Submitted to: New Phytologist
Publication Type: Peer Reviewed Journal
Publication Acceptance Date: 5/8/2008
Publication Date: 9/6/2008
Citation: Waters, B.M., Grusak, M.A. 2008. Quantitative trait locus mapping for seed mineral concentrations in two Arabidopsis thaliana recombinant inbred populations. New Phytologist. 179:1033-1047.
Interpretive Summary: Seeds are an important source of dietary minerals for humans, but our understanding is incomplete regarding how minerals move from soil, into and through the plant, and eventually to seeds. One way to study the processes that contribute to the whole-plant movement of minerals is to use special populations of plants that have defined genetic characteristics. We grew two such populations of the model plant Arabidopsis, and harvested seeds in order to analyze seed mineral concentrations. Statistical tests of the mineral results allowed us to identify specific regions within the plant's DNA, which were associated with genes that contributed to high levels of seed minerals. These results will allow us to identify specific genes that could lead to nutritionally improved crops.
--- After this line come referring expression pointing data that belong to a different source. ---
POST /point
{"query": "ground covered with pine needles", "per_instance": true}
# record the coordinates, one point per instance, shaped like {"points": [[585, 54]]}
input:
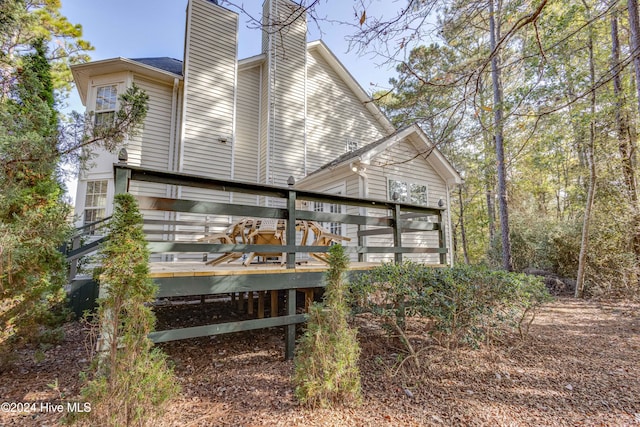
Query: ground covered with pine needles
{"points": [[580, 365]]}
Technical Abstract: Biofortification of foods, achieved by increasing the concentrations of minerals such as Fe and Zn, is a goal of plant scientists. Understanding genes that influence seed mineral concentration in a model plant such as Arabidopsis could help in the development of nutritionally enhanced crop cultivars. Quantitative trait locus (QTL) mapping for seed concentrations of Ca, Cu, Fe, K, Mg, Mn, P, S, and Zn was performed using two RIL populations, Col x Ler and Cvi x Ler, grown on multiple occasions. QTL mapping was also performed using data from silique hulls and the ratio of seed:hull mineral concentration of the Cvi x Ler population. Over 100 QTL that affected seed mineral concentration were identified. Twenty-nine seed QTL were found in more than one experiment, and several QTL were found for both seed and hull mineral traits. A number of candidate genes affecting seed mineral concentration are discussed. Our results indicate that A. thaliana is a suitable and convenient model for discovery of genes that affect seed mineral concentration. Some strong QTL had no obvious candidate genes, offering the possibility of identifying unknown genes that affect mineral uptake and translocation to seeds.